La France s’est hissée en 2023 au deuxième rang des pays exportateurs d’armes au monde, nous en parlions dans Lignes de Défense la semaine dernière… Mais derrière ce succès il y a un trou dans le racket, et cette faute, c’est le continent africain. Paris exporte ses armes partout, mais quasiment pas vers l’Afrique alors même que l’armée française y est présente, un paradoxe. Décryptage.

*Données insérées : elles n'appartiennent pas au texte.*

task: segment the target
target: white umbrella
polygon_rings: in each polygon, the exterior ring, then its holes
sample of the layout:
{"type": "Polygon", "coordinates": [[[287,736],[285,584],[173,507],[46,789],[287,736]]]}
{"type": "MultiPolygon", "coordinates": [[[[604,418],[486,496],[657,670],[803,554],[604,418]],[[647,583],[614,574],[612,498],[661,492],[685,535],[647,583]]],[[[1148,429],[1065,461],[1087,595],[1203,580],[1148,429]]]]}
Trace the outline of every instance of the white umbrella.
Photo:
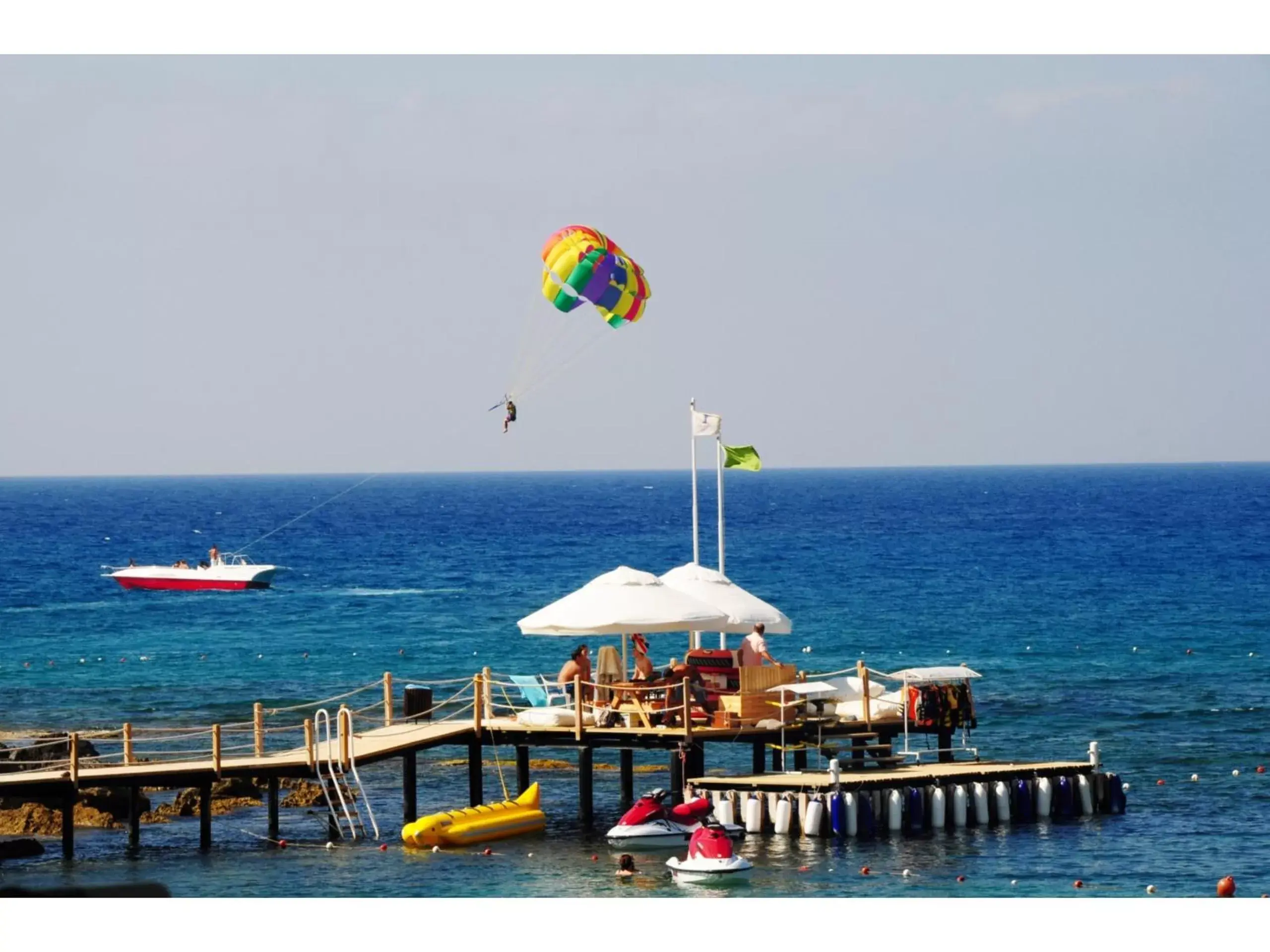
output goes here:
{"type": "Polygon", "coordinates": [[[716,608],[625,565],[517,622],[523,635],[632,635],[714,631],[728,618],[716,608]]]}
{"type": "MultiPolygon", "coordinates": [[[[720,636],[748,635],[756,625],[762,625],[768,635],[789,635],[794,627],[781,609],[749,594],[723,572],[704,565],[688,562],[678,569],[671,569],[662,576],[662,581],[686,595],[714,605],[728,616],[726,625],[695,628],[695,631],[718,631],[720,636]]],[[[719,638],[719,646],[726,646],[723,637],[719,638]]]]}

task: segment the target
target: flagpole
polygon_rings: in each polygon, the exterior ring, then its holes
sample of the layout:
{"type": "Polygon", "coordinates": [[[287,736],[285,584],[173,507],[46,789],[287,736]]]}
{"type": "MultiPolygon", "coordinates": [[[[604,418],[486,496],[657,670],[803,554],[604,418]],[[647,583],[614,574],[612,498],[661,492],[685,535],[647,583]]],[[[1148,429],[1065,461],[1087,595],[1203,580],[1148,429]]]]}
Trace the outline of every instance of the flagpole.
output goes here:
{"type": "MultiPolygon", "coordinates": [[[[715,468],[719,473],[719,574],[724,575],[723,569],[723,426],[715,434],[715,468]]],[[[728,649],[728,635],[719,632],[719,649],[728,649]]]]}
{"type": "Polygon", "coordinates": [[[697,531],[697,437],[695,430],[697,399],[688,401],[688,433],[692,440],[692,564],[701,564],[701,543],[697,531]]]}

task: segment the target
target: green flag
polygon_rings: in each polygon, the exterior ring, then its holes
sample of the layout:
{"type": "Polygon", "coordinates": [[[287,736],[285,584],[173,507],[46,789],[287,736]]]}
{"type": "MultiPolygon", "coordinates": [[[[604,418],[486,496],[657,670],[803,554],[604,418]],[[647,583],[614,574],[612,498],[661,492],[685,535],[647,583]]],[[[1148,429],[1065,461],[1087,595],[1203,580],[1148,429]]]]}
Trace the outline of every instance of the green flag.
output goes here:
{"type": "Polygon", "coordinates": [[[763,461],[758,458],[758,451],[753,447],[728,447],[723,448],[728,458],[724,459],[723,467],[725,470],[753,470],[758,472],[763,468],[763,461]]]}

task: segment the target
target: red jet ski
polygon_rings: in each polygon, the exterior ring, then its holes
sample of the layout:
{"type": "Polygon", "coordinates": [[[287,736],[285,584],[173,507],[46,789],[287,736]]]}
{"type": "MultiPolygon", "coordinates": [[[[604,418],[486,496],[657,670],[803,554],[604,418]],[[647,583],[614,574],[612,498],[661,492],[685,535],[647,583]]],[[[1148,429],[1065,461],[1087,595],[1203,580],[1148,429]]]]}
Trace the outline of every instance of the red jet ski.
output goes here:
{"type": "Polygon", "coordinates": [[[726,882],[744,880],[754,864],[732,849],[732,839],[714,817],[706,820],[688,840],[688,856],[665,861],[676,882],[726,882]]]}
{"type": "MultiPolygon", "coordinates": [[[[664,790],[654,790],[627,810],[606,835],[610,845],[622,849],[657,849],[682,847],[710,816],[710,801],[705,797],[690,800],[686,803],[667,806],[669,795],[664,790]]],[[[744,826],[719,826],[728,836],[744,836],[744,826]]]]}

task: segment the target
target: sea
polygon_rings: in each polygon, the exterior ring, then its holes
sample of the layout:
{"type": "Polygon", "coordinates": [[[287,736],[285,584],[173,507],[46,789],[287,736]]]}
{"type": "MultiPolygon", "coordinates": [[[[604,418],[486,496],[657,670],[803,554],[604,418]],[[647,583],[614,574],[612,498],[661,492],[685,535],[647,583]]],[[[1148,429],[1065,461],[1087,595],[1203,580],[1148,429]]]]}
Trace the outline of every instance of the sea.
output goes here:
{"type": "MultiPolygon", "coordinates": [[[[687,472],[385,475],[255,542],[361,479],[0,480],[0,731],[243,721],[255,701],[330,697],[389,670],[398,684],[486,665],[554,673],[574,640],[523,636],[518,618],[620,565],[692,559],[687,472]],[[283,566],[273,588],[124,592],[103,578],[213,543],[253,543],[254,560],[283,566]]],[[[305,809],[282,811],[291,848],[277,849],[265,810],[249,807],[213,820],[207,853],[197,819],[142,826],[136,850],[124,830],[81,829],[74,862],[48,840],[43,857],[0,864],[0,887],[1146,899],[1148,885],[1210,896],[1233,875],[1241,895],[1270,891],[1270,774],[1256,772],[1270,764],[1270,465],[735,471],[725,503],[726,574],[794,619],[768,638],[779,660],[813,674],[965,663],[983,675],[972,743],[984,758],[1083,760],[1096,740],[1128,811],[874,840],[756,835],[740,847],[757,867],[748,885],[681,887],[667,853],[613,876],[615,769],[596,773],[591,830],[577,773],[537,772],[546,831],[483,856],[404,848],[389,762],[361,770],[386,850],[325,849],[325,819],[305,809]]],[[[715,512],[710,473],[707,565],[715,512]]],[[[658,664],[685,651],[683,635],[649,637],[658,664]]],[[[420,815],[466,806],[466,769],[447,763],[464,755],[420,755],[420,815]]],[[[486,757],[486,797],[500,798],[513,751],[486,757]]],[[[749,758],[710,745],[706,767],[744,773],[749,758]]],[[[669,784],[667,754],[635,763],[638,787],[669,784]]]]}

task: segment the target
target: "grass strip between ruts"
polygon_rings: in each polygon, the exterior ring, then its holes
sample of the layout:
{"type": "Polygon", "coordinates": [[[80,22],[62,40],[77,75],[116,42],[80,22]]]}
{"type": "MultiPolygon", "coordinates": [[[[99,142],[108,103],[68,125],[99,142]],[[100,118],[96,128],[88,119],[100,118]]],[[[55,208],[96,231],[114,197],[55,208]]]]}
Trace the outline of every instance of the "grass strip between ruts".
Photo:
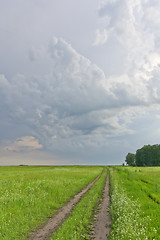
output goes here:
{"type": "Polygon", "coordinates": [[[102,192],[106,183],[107,171],[85,194],[75,206],[71,215],[53,234],[52,240],[85,240],[91,239],[94,215],[102,199],[102,192]]]}

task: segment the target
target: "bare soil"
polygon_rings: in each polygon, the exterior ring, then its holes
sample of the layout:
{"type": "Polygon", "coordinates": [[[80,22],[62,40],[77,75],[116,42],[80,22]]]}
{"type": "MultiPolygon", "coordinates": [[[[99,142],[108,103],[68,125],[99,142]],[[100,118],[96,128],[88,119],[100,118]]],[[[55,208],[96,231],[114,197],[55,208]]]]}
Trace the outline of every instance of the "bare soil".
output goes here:
{"type": "Polygon", "coordinates": [[[69,216],[72,212],[74,206],[80,201],[83,195],[93,186],[93,184],[100,178],[102,173],[91,183],[88,184],[80,193],[75,195],[73,199],[71,199],[66,205],[58,210],[58,212],[51,217],[44,226],[37,229],[35,232],[31,234],[29,240],[47,240],[52,237],[54,231],[62,225],[64,220],[69,216]]]}
{"type": "Polygon", "coordinates": [[[109,197],[109,171],[103,192],[103,199],[99,206],[99,211],[95,216],[95,225],[93,239],[106,240],[109,237],[111,229],[111,219],[109,212],[110,197],[109,197]]]}

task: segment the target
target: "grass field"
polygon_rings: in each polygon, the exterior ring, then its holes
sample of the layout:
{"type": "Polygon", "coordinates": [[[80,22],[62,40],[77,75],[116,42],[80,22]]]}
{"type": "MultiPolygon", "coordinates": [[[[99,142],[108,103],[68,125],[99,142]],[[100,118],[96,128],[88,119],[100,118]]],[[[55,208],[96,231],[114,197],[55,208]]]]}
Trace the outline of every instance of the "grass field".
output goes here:
{"type": "MultiPolygon", "coordinates": [[[[0,167],[0,239],[25,240],[95,179],[103,167],[0,167]]],[[[160,239],[160,167],[109,167],[109,240],[160,239]]],[[[107,171],[53,234],[54,240],[91,239],[107,171]]]]}
{"type": "Polygon", "coordinates": [[[107,171],[85,194],[71,213],[71,216],[62,224],[52,240],[89,240],[91,239],[94,214],[102,198],[102,191],[106,183],[107,171]]]}
{"type": "Polygon", "coordinates": [[[0,167],[0,239],[28,233],[95,179],[102,167],[0,167]]]}
{"type": "Polygon", "coordinates": [[[112,167],[114,239],[160,239],[160,168],[112,167]]]}

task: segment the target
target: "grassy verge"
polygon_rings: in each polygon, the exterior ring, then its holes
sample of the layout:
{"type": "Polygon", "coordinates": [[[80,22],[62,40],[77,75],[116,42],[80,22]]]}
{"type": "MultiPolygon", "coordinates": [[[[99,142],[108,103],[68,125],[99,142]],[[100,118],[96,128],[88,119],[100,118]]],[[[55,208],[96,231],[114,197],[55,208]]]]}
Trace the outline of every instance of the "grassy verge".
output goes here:
{"type": "Polygon", "coordinates": [[[0,167],[0,239],[22,240],[102,167],[0,167]]]}
{"type": "Polygon", "coordinates": [[[112,168],[110,173],[112,230],[109,239],[160,239],[160,206],[148,196],[151,176],[147,176],[147,171],[143,174],[140,168],[112,168]]]}
{"type": "Polygon", "coordinates": [[[102,190],[106,182],[107,171],[85,194],[76,205],[70,217],[62,224],[52,240],[85,240],[91,239],[91,224],[94,214],[102,198],[102,190]]]}

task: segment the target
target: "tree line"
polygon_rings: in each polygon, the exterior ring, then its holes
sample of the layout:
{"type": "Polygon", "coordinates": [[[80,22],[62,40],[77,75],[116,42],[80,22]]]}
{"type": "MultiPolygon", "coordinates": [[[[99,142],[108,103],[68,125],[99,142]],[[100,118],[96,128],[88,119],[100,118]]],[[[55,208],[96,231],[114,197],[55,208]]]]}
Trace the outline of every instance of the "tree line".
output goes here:
{"type": "Polygon", "coordinates": [[[134,153],[128,153],[125,160],[129,166],[160,166],[160,145],[145,145],[134,153]]]}

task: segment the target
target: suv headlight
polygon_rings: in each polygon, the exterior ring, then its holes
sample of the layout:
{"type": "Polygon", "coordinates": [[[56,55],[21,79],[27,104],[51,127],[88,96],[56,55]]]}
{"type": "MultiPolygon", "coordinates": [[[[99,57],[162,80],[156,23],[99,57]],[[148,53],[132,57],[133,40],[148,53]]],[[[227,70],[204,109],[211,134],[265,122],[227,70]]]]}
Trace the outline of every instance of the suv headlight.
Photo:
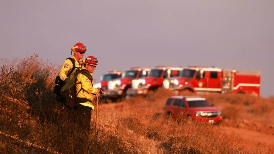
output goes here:
{"type": "Polygon", "coordinates": [[[195,114],[195,116],[201,116],[201,114],[202,112],[200,111],[196,111],[194,112],[194,114],[195,114]]]}
{"type": "Polygon", "coordinates": [[[100,88],[101,87],[101,83],[99,82],[99,83],[94,83],[94,85],[93,85],[93,87],[95,88],[100,88]]]}

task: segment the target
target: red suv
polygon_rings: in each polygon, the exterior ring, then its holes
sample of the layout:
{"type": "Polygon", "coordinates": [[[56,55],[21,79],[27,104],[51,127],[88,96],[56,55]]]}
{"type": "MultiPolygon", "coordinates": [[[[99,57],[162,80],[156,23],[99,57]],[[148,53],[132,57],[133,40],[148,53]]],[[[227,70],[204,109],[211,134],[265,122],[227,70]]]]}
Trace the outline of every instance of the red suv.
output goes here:
{"type": "Polygon", "coordinates": [[[204,98],[174,96],[168,99],[164,110],[175,119],[190,116],[194,121],[220,123],[223,120],[222,112],[213,106],[204,98]]]}

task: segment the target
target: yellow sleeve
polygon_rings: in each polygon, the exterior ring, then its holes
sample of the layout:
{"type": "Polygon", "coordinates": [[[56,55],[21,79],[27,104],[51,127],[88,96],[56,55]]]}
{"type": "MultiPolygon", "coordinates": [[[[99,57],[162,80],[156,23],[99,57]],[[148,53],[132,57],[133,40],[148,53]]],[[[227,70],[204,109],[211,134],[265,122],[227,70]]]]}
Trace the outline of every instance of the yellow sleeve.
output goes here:
{"type": "Polygon", "coordinates": [[[99,90],[92,86],[91,81],[85,75],[80,74],[78,77],[79,79],[82,84],[82,88],[89,94],[97,94],[99,93],[99,90]]]}
{"type": "Polygon", "coordinates": [[[59,76],[62,81],[64,81],[67,78],[70,79],[69,78],[69,77],[67,76],[67,75],[72,70],[73,67],[72,63],[70,60],[67,59],[64,62],[62,65],[61,71],[59,74],[59,76]]]}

Quelques chiffres pour illustrer cet écart. Parmi les autorisations d’exportation délivrées en 2022, 76 % le sont vers l’Europe, 12 % vers le Moyen-Orient, 6 % vers l’Amérique du Nord, 3 % vers l’Afrique du Nord, 2 % vers l’Amérique du Sud. Au Sud, 1% en Asie… Dans ce camembert, l’Afrique subsaharienne n’apparaît pas. Sur une décennie, de 2013 à 2022, l’Afrique subsaharienne n’a représenté que 1,5 % des exportations françaises de matériel militaire. C’est marginal, quelles en sont les raisons ?
Lors d’une conférence de presse, nous avons posé la question il y a quelques jours à Sébastien LecornuMinistre des Armées : « C’est une très bonne question qui a beaucoup à voir avec notre logiciel, pour être totalement transparent. Déjà, la présence militaire française a plutôt acculturé ce ministère et aussi le partenaire qui pourrait nous accueillir. Une logique du « nous faisons au lieu de ». Lorsque j’ai demandé à Emmanuel Chiva, le délégué général à l’Armement, de se rendre en Afrique, on s’est rendu compte qu’une DGA française n’avait jamais officiellement mis les pieds en Afrique. Tout est dit. Nous avons laissé trop de terrain à un certain nombre de concurrents. D’ailleurs, c’est le ministre Ouattara, en Côte d’Ivoire, qui m’en a fait prendre conscience. Ils ont des budgets, le Sénégal pareil qui est un pays qui sera aussi un pays producteur d’hydrocarbures, qui devra donc se protéger des menaces terroristes particulières, notamment maritimes. Mais on voit bien qu’il s’agit d’une modification des armées africaines. Ce sont souvent les armées françaises qui participent à cette montée en puissance. Mais il restait justement le bloc de capacité. Et on le voit sur les drones par exemple, on le voit sur les petits bateaux, on le voit aussi peut-être demain sur les petits avions sur lesquels on a évidemment des mouvements à jouer. »
Une arme sur deux sur le continent africain est une arme russe
Les Russes et les Chinois sont présents depuis longtemps, mais depuis quelques années de nouveaux concurrents se positionnent sur ce marché.
Les Turcs, par exemple, sont les nouveaux arrivants en Afrique, avec une véritable stratégie d’implantation… Turkish Airlines a ouvert plus de soixante escales sur le continent ces trois dernières années, une dynamique qui profite à son industrie de défense. Peer de Jong, vice-président de Themiis (société de conseil en stratégie et défense), conseille plusieurs gouvernements sur les questions de sécurité ; il a vu les Turcs proposer, via des sociétés militaires privées, des offres attractives tout inclus“ A travers des structures, comme la SADAT, qui sont des SMP turques qui ont depuis une dizaine d’années un peu le même « business model » entre guillemets que Wagner, c’est-à-dire proposant à la fois la formation des troupes, le transfert et la vente de matériel. Et on voit aujourd’hui en Afrique une diffusion d’armement turc de qualité, qui concerne principalement tout ce qui touche au transport de troupes, aux armements individuels, mais aussi aux drones. Les armées africaines peuvent ainsi s’équiper à un coût relativement abordable avec des équipements théoriquement inaccessibles en Europe. »
Les armées africaines se modernisent rapidement, avec par exemple le drone TB2 Bayraktar, star de la guerre en Ukraine dont une dizaine de pays africains ont déjà passé commande auprès du constructeur turc. Un marché en plein essor qui échappe pour l’instant aux constructeurs français.